Thanks everyone for your words of encouragement. Carol, I've missed you, too. I don't have anything to do with my ex-friend anymore. That's the amazing thing about it - we hadn't had any contact with each other since October. Then wham - January rolls around and she decides to get vindictive. Like your neighbor, she is also one of those who sits and watches people, waiting for them to make a mistake (like she doesn't make enough of her own). Because of her and what she's done I'm adding paranoia to the depression (NOT a good combination). My hubby just came home from work while I was typing this and said he saw the spy lady down the block again this afternoon when he left for work. If I'd known she was down there I would have taken her a snack and something cool to drink (NOT).

I've got a treadmill as well as a membership to a nearby gym with a swimming pool. I know I would feel so much better if I would walk and swim, but I haven't been able to kick myself in the butt (gently, of course) and go do it. I just don't have any motivation at all (you would think feeling better would be motivation enough). I need to lose some weight, which I know would make me feel better about myself (as well as take some stress off my back). I think after I end the pity party I'll probably make a plan to go the gym, float in the pool, sit in the whirlpool, walk on the treadmill, etc. They've got some great classes there that are free to members (including yoga and tai chi). I'm not doing anything else, so I might as well spend some hours taking care of my body.
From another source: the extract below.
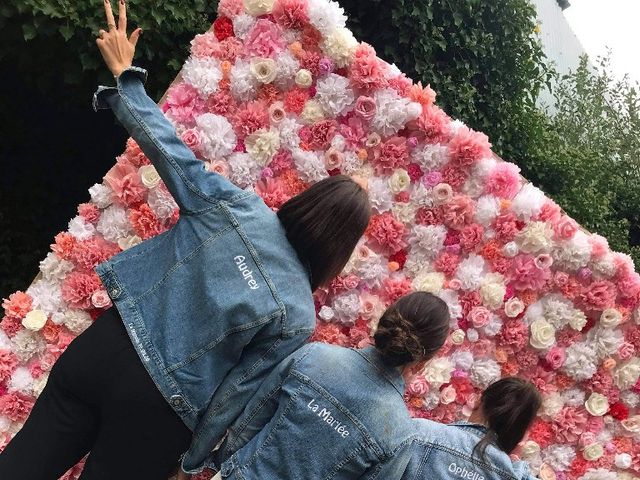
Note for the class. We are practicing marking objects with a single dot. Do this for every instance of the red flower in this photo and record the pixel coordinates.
(223, 28)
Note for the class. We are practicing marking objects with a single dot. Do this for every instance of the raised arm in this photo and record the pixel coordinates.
(192, 186)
As far as doctors are concerned, I've seen my first surgeon (orthopedic), second surgeon (neurosurgeon), pain management doctor and family doctor. They are all saying pretty much the same thing - that I just need to deal with it. So, it's either continue with the TENS unit, spinal cord stimulator or acupuncture. Not the news I wanted to hear, as I figured after 5 years since my last surgery something new would have come down the pike to address my situation.

Oh well, nuff said. Thanks again everyone for writing - I'll try to post more often.